The tests being used in Sydney, they said, were really only effective as an out-of-competition test. Further, the tests had not been properly validated within the scientific community. They would not stand up to a legal challenge. All of this debate went on behind the scenes in Sydney. None of it really surfaced until the Yegorova affair in Edmonton. Yegorova had been tested at an IAAF meet near Paris on July 6. The athletes were not blood tested and were not told that their urine would be analyzed for rHuEPO. The A sample test was determined to be positive. That result was leaked to L\'Equippe, the French sports daily, and the story was spread over the news wires.
Arne Ljungqvist, the IAAF medical chief, explains what happened in Edmonton.
"As you know, the IOC was put under some pressure, particularly from Australia, to have an EPO test in place for the Sydney Games," said Ljungqvist. "For that purpose a blood test was developed in the Sydney lab, and a urine test in the Paris lab. I was repeatedly consulted by the IOC Medical Director (Dr. Patrick Schamasch) with respect to what should be required for a new test of any kind to be valid. I told him, and many journalists who asked the same question, that the standard way for a new test to be scientifically accepted is that (A) it has been published in an internationally recognized journal using the peer review system, and (B) it has been confirmed (reproduced) by other researchers in a different laboratory and their report likewise published as under A or, at least, accepted for publication in such a journal. Since the waiting time for having articles published in recognized journals is quite long (often more than a year), and a confirmation work in a second lab can not get started until the first lab has concluded their study, I said already in 1999 that I could see no way for a new Epo test to be ready for use in Sydney. Time would simply not allow for it.

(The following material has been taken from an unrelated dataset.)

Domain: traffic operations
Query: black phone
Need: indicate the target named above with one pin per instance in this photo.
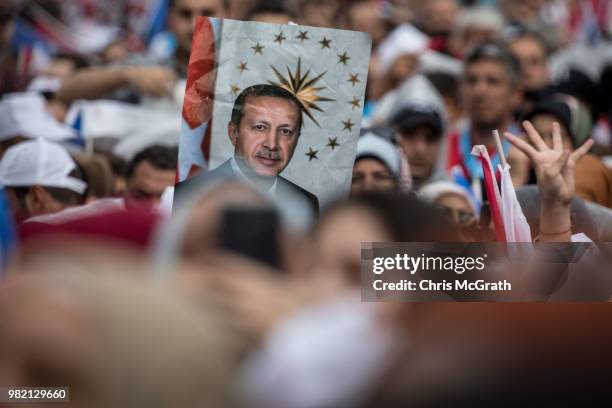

"I proved, however, to be unnecessarily pessimistic. The following happened. Instead of waiting for the studies in Sydney and Paris to be properly published and confirmed, a review panel with quite many international experts from various fields was convened by the IOC in Lausanne in the summer of 2000. They accepted to evaluate the tests and declare them scientifically OK or not. They felt that their review would be even more detailed and critical than any peer review for publication in journals. Thus, they took on a great degree of responsibility.
"To make a long story short: the panel did not accept the Sydney so called 'OFF model' (i.e. repeated blood tests for the determination of previous EPO use). They said, however, OK to the 'ON model' (i.e. blood parameters suggesting the ongoing - or very recent - EPO use).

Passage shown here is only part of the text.